A culpa nem sempre é da economia

Diante das expectativas do crescimento nacional em 2012 - estimadas entre 3,2% e 4% - e de novos investimentos que chegam com os eventos esportivos no Brasil, os executivos das empresas questionam como capturar um crescimento sustentável aproveitando esse contexto positivo. Para isso, é importante descobrir qual o valor gerado pelas companhias para sociedade e acionistas, seguindo os princípios de uma economia sustentável. Ou seja: o que realmente é culpa, ou mérito, da economia e o que deve ser atribuído aos gestores da iniciativa privada do Brasil e América Latina?

WILSON JENSEN, LÍDER DA ÁREA DE ESTRATÉGIA DA , ACCENTURE, O Estado de S.Paulo

30 de julho de 2012 | 03h09

Historicamente, os últimos dez anos propiciaram elementos para o desenvolvimento das organizações no continente. Algumas empresas da América Latina tiveram expansão significativa nas vendas e ativos, assim como retorno sobre o capital de mais de 50%.

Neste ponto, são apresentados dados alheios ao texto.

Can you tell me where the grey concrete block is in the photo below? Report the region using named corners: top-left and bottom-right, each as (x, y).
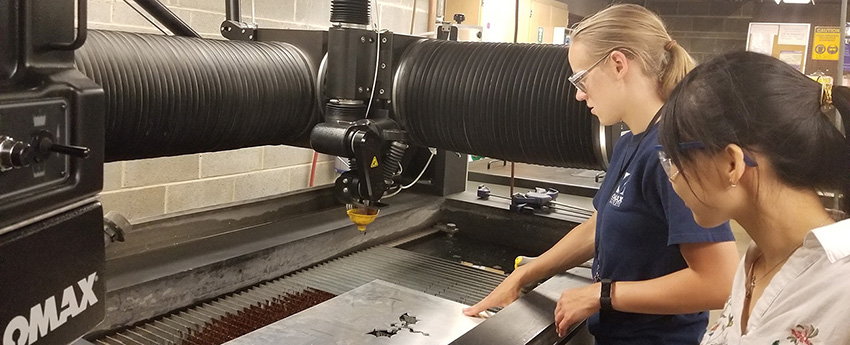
top-left (89, 22), bottom-right (162, 35)
top-left (112, 1), bottom-right (156, 30)
top-left (289, 164), bottom-right (310, 190)
top-left (678, 2), bottom-right (711, 16)
top-left (290, 162), bottom-right (337, 191)
top-left (263, 145), bottom-right (313, 169)
top-left (100, 186), bottom-right (165, 223)
top-left (644, 0), bottom-right (678, 16)
top-left (88, 0), bottom-right (113, 23)
top-left (171, 0), bottom-right (224, 13)
top-left (380, 5), bottom-right (413, 33)
top-left (165, 177), bottom-right (234, 213)
top-left (123, 154), bottom-right (198, 187)
top-left (295, 0), bottom-right (331, 28)
top-left (313, 161), bottom-right (339, 186)
top-left (201, 147), bottom-right (263, 178)
top-left (253, 0), bottom-right (296, 22)
top-left (413, 10), bottom-right (431, 35)
top-left (189, 9), bottom-right (225, 38)
top-left (234, 168), bottom-right (292, 201)
top-left (103, 162), bottom-right (124, 192)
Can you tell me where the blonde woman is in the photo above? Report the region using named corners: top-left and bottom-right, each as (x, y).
top-left (464, 5), bottom-right (738, 345)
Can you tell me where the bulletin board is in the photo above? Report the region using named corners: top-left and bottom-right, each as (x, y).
top-left (747, 23), bottom-right (811, 72)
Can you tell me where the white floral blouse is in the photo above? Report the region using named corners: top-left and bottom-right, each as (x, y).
top-left (702, 220), bottom-right (850, 345)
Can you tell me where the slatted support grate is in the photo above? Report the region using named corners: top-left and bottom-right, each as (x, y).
top-left (94, 246), bottom-right (505, 345)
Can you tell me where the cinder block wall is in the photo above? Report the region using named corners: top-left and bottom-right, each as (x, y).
top-left (614, 0), bottom-right (755, 62)
top-left (89, 0), bottom-right (430, 223)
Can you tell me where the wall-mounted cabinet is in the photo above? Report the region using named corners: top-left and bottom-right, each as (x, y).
top-left (446, 0), bottom-right (569, 43)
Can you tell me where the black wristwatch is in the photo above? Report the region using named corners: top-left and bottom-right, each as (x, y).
top-left (599, 279), bottom-right (614, 311)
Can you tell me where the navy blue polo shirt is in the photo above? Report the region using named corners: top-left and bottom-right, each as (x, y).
top-left (587, 125), bottom-right (734, 345)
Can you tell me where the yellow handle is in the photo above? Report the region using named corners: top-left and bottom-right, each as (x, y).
top-left (514, 255), bottom-right (537, 269)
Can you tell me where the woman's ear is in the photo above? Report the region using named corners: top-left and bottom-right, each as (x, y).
top-left (611, 50), bottom-right (629, 80)
top-left (717, 144), bottom-right (747, 188)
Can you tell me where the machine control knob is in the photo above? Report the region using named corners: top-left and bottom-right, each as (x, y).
top-left (0, 135), bottom-right (32, 171)
top-left (33, 131), bottom-right (91, 159)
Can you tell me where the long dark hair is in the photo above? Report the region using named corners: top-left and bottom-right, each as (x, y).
top-left (660, 52), bottom-right (850, 212)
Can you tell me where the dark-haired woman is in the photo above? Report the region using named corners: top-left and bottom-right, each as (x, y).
top-left (659, 52), bottom-right (850, 345)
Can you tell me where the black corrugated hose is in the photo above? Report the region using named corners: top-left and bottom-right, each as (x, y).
top-left (75, 30), bottom-right (318, 161)
top-left (394, 40), bottom-right (605, 169)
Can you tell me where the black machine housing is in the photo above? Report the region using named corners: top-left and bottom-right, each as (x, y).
top-left (0, 0), bottom-right (105, 344)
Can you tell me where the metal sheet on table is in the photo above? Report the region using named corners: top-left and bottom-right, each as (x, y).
top-left (225, 280), bottom-right (483, 345)
top-left (451, 268), bottom-right (594, 345)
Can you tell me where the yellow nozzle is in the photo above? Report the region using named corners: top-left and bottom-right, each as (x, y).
top-left (346, 207), bottom-right (378, 231)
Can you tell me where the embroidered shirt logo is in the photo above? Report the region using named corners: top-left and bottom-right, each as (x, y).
top-left (608, 173), bottom-right (632, 207)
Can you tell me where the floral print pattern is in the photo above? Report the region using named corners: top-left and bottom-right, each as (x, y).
top-left (771, 325), bottom-right (819, 345)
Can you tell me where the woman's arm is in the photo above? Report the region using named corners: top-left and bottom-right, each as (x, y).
top-left (555, 242), bottom-right (739, 334)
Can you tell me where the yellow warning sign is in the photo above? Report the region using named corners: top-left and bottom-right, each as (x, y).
top-left (812, 26), bottom-right (841, 61)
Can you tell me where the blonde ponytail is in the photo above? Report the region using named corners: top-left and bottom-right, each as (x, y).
top-left (660, 41), bottom-right (694, 100)
top-left (571, 4), bottom-right (694, 100)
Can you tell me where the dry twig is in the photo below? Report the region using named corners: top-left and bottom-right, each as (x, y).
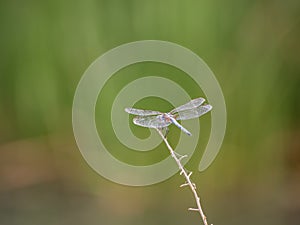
top-left (156, 129), bottom-right (212, 225)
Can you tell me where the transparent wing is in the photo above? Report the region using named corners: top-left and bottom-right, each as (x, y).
top-left (170, 98), bottom-right (205, 114)
top-left (175, 105), bottom-right (212, 120)
top-left (133, 115), bottom-right (172, 128)
top-left (125, 108), bottom-right (162, 116)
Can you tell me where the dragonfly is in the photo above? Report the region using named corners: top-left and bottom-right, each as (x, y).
top-left (125, 98), bottom-right (212, 136)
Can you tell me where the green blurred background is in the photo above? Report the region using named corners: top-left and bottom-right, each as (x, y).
top-left (0, 0), bottom-right (300, 225)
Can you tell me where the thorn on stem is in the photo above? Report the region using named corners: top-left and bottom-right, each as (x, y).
top-left (180, 183), bottom-right (189, 187)
top-left (189, 208), bottom-right (200, 211)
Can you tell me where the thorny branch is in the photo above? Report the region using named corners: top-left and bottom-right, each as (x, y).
top-left (156, 129), bottom-right (213, 225)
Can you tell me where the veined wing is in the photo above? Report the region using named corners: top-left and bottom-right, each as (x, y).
top-left (175, 105), bottom-right (212, 120)
top-left (133, 115), bottom-right (172, 128)
top-left (170, 98), bottom-right (205, 114)
top-left (125, 108), bottom-right (162, 116)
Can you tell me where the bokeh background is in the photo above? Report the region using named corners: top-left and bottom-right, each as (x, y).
top-left (0, 0), bottom-right (300, 225)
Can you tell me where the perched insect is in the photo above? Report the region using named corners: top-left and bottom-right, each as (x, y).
top-left (125, 98), bottom-right (212, 135)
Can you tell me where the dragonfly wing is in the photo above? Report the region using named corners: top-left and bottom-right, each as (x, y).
top-left (133, 115), bottom-right (172, 128)
top-left (176, 105), bottom-right (212, 120)
top-left (125, 108), bottom-right (162, 116)
top-left (170, 98), bottom-right (205, 114)
top-left (171, 118), bottom-right (192, 136)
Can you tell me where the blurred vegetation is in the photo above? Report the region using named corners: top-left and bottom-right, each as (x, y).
top-left (0, 0), bottom-right (300, 225)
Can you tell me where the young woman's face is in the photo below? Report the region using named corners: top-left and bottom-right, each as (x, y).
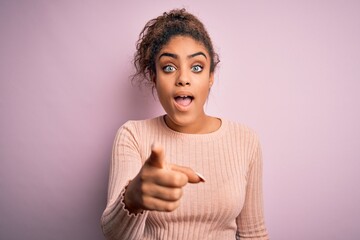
top-left (154, 36), bottom-right (214, 129)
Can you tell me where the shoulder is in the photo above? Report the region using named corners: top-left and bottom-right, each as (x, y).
top-left (120, 117), bottom-right (161, 129)
top-left (222, 119), bottom-right (259, 141)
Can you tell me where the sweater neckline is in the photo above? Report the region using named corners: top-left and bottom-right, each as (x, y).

Governos abriram suas economias e estabeleceram políticas pró-mercado, a inflação caiu para apenas um dígito, enquanto o produto interno bruto cresceu 33% mais rápido. A expansão da região tem sido de 5,3% desde a crise financeira de 2008 e 2009, consideravelmente melhor que os 2,4% dos EUA e 1,7% da Europa.

No entanto, a influência desse cenário favorável não necessariamente impacta em um desempenho bom no mercado. Uma análise da Accenture sobre os resultados financeiros de 529 empresas da região verificou que somente 35% ampliaram as atividades como resultado direto do crescimento industrial na região.

O ponto relevante é que o aumento de receitas esteve em 65% dos casos associado a decisões gerenciais acertadas, apoiadas pela definição de metas agressivas, ênfase em crescimento e a adoção de fórmulas simples para atingir o objetivo de negócios.

Esses fatores foram e são decisivos para o sucesso das companhias latino-americanas. Para se ter ideia, as empresas de alta performance estabeleceram metas de expansão 30% mais ousadas que as concorrentes do mercado. Para cada iniciativa de investimento, as empresas optaram por uma de redução de custos.

O estudo ainda mostrou que essas companhias operaram entre 75% e 100% do seu potencial e reinvestiram mais de 25% do valor de seus bens. As empresas ainda possuem características comuns, como a vocação em desenvolver estratégias bem definidas, um time de lideranças forte e estruturas organizacionais simplificadas.

Um dado interessante é que apenas 9% das companhias cresceram associadas ao desempenho econômico do seu país, enquanto 26% foram alavancadas pela expansão geral da indústria na região. Com isso, fica mais claro que as decisões empresariais têm mais peso para o desenvolvimento dos negócios, do que simplesmente as tendências do ambiente econômico.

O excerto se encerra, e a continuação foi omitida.